Not all other brain banks collect spinal cords, but the process is similar, with some regions collected for freezing and others for fixing. It may be time-consuming, but Dr Shepherd says recent research suggests the spinal cord plays a larger role in neurological disorders.
“We’ve always known disorders like motor neuron disease have a strong spinal cord involvement, but we’re starting to understand that Parkinson’s disease also shows pathological changes in this region,” she says.
Once the brains and spinal cords have been collected and characterised, researchers are able to submit an application for specimens.
Each year, 30 to 40 tissue request applications will make it through the rigorous screening process, then be evaluated by an independent review panel before being approved. Applications go to NSW Brain Banks, which incorporates the NSW Brain Tissue Resource Centre at the University of Sydney, a brain bank specialising in alcohol abuse disorders, schizophrenia and healthy control tissue.
The job of the Sydney Brain Bank isn’t over after collection. They might help a researcher design their study, recommending more appropriate areas of the brain to study based on what is available or directing them to other research groups working on similar projects.
Some research groups need help finessing their study for human tissue. Although scientists have created animal models of many neurodegenerative disorders, they don’t fully recapitulate all the features of the human disease process, Dr Shepherd says.

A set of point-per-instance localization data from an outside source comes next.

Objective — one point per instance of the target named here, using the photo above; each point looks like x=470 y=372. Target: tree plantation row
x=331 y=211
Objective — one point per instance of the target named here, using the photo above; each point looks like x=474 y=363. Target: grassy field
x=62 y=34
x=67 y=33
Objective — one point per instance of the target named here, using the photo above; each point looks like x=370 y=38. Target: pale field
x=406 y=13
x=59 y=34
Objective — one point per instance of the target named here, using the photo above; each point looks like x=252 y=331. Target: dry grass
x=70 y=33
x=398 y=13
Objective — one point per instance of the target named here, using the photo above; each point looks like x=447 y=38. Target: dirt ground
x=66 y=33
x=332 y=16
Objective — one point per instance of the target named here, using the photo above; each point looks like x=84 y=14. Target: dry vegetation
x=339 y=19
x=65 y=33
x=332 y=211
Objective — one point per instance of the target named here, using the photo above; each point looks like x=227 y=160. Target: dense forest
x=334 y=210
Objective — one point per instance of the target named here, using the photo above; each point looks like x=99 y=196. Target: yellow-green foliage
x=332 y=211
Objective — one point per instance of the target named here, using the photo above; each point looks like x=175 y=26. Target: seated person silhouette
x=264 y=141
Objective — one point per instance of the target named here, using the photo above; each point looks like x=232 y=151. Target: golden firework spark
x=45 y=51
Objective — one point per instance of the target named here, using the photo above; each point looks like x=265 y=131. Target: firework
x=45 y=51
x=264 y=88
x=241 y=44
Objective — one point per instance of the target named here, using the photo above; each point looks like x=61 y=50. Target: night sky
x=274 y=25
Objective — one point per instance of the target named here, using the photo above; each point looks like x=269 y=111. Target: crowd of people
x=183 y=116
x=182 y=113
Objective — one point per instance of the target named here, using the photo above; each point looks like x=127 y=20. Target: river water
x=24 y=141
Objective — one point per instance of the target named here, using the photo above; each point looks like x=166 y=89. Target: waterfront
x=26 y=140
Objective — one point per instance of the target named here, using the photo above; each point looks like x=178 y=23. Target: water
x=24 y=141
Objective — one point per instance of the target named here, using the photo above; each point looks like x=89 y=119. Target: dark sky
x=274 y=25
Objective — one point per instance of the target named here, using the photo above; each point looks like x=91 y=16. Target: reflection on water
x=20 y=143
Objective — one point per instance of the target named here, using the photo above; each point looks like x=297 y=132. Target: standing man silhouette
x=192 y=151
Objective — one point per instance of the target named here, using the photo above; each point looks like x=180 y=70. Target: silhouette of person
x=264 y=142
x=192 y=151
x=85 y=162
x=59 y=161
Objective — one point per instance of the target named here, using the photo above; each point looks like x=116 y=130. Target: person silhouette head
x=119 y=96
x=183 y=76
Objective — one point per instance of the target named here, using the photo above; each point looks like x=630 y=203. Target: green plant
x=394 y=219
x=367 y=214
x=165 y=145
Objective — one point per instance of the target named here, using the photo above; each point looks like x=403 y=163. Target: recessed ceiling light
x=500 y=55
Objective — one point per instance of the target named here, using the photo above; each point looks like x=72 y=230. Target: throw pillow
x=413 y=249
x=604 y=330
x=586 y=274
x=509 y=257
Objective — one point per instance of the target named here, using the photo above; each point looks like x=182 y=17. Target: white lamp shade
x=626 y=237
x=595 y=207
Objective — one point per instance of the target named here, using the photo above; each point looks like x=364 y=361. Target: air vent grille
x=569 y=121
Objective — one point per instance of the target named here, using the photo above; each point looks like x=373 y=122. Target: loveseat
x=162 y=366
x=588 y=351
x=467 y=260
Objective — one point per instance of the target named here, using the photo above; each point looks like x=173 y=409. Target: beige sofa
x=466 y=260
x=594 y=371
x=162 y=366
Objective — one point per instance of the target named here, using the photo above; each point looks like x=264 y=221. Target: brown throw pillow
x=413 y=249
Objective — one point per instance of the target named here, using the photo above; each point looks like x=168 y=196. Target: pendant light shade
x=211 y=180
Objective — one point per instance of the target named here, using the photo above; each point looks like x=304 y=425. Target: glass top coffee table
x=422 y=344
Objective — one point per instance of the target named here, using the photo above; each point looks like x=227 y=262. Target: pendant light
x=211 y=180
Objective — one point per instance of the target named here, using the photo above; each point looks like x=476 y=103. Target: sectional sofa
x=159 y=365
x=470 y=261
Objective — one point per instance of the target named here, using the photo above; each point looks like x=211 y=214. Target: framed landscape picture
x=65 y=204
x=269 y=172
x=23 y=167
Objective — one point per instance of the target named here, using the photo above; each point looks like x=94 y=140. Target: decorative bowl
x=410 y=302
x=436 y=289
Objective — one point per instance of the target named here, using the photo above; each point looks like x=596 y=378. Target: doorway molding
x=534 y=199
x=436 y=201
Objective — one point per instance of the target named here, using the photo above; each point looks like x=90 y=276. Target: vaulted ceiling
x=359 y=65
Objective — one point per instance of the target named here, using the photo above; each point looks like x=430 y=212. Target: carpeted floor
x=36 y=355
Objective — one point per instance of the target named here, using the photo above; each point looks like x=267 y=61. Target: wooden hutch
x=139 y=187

For example, most of the Alzheimer’s disease cases at the brain bank have co-existing pathology. But when seeking tissue samples, some researchers have initially requested pure Alzheimer’s disease cases for their studies because they don’t want to ‘muddy the waters’.
But this is the reality of Alzheimer’s disease, Dr Shepherd explains, “and if we’re going to treat it, then we have to treat the entirety of it”.
Those who do use tissue have to report back on their study outcomes and whether there is any leftover tissue to be returned.
“We are the custodians of the tissue samples, and I need to make sure that they are used for world-class research.”